Whistleblower Alleges Trump Plot to Mark 2.7 Million Living as Dead
Former Social Security official Jeremiah Schofield alleges the Trump administration planned to falsely declare millions dead to force immigrants into self-deportation.
Former senior Social Security Administration executive Jeremiah Schofield filed a 49-page whistleblower disclosure with the Senate alleging that the Trump administration planned to falsely mark 2.7 million living people as dead in the agency's Death Master File. The plot, linked to Elon Musk's Department of Government Efficiency (DOGE) and the Department of Homeland Security (DHS), reportedly aimed to freeze bank accounts and block government benefits to pressure immigrants into self-deporting or visiting agency offices for arrest.
Schofield claims the DHS provided the name list in April 2025 following memos from then-Secretary Kristi Noem. He alleges that he blocked the plan after discovering the list erroneously included U.S. citizens, lawful permanent residents, teenagers, and senior citizens. He further claims then-acting commissioner Leland Dudek attempted to rebrand the death label as ineligible to circumvent legal warnings from agency lawyers.

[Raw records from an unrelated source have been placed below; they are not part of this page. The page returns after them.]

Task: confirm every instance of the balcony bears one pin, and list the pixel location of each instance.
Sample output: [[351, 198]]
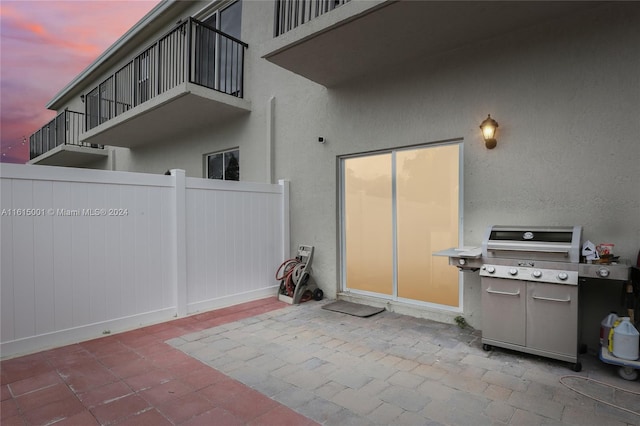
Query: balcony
[[58, 143], [191, 77], [346, 40]]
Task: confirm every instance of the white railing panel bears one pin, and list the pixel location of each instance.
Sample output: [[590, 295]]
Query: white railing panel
[[84, 252], [234, 240]]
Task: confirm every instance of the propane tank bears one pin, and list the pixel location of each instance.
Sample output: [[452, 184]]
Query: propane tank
[[605, 328], [625, 340]]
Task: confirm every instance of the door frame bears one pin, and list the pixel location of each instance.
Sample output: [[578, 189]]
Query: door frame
[[341, 237]]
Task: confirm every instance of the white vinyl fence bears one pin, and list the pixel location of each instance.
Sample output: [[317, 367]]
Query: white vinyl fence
[[89, 252]]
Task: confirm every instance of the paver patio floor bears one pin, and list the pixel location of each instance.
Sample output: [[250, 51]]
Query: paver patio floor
[[134, 378], [266, 362]]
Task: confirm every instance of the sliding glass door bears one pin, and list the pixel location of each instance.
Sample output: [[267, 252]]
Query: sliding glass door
[[398, 208]]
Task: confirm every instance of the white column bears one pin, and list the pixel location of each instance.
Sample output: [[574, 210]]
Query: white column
[[286, 224], [179, 249]]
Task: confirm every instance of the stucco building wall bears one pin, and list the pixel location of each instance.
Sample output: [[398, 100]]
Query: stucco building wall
[[566, 95]]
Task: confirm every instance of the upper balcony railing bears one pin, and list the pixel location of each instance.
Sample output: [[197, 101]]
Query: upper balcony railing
[[65, 129], [192, 52], [291, 13]]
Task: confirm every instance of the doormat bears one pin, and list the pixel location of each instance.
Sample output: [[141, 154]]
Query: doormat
[[351, 308]]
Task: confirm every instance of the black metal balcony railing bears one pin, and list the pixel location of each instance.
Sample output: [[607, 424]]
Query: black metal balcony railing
[[291, 13], [193, 52], [65, 129]]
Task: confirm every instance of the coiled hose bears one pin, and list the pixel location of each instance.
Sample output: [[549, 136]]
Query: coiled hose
[[291, 271]]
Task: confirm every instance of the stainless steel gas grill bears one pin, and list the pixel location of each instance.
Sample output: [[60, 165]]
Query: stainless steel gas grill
[[529, 280]]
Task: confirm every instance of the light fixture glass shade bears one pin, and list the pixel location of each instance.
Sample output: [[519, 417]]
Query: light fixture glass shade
[[488, 127]]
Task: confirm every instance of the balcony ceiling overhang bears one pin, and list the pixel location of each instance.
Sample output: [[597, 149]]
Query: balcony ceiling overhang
[[168, 116], [70, 156], [359, 36]]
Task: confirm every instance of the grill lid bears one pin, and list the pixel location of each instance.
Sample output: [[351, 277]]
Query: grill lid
[[549, 243]]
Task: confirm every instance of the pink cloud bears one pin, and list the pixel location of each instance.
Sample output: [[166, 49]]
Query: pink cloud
[[44, 45]]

The Social Security Administration denied that the list of 2.7 million names was added to the Death Master File, though it acknowledged a separate 2025 effort that incorrectly marked 6,100 immigrants as dead. The Department of Homeland Security defended general inter-agency data sharing as a tool for public safety and identifying criminals.
Senate Democrats Elizabeth Warren and Richard Blumenthal condemned the alleged weaponization of government records. Warren accused DOGE of sowing chaos, while Blumenthal stated the disclosure provided evidence that the administration sought ways to purposefully hurt immigrants.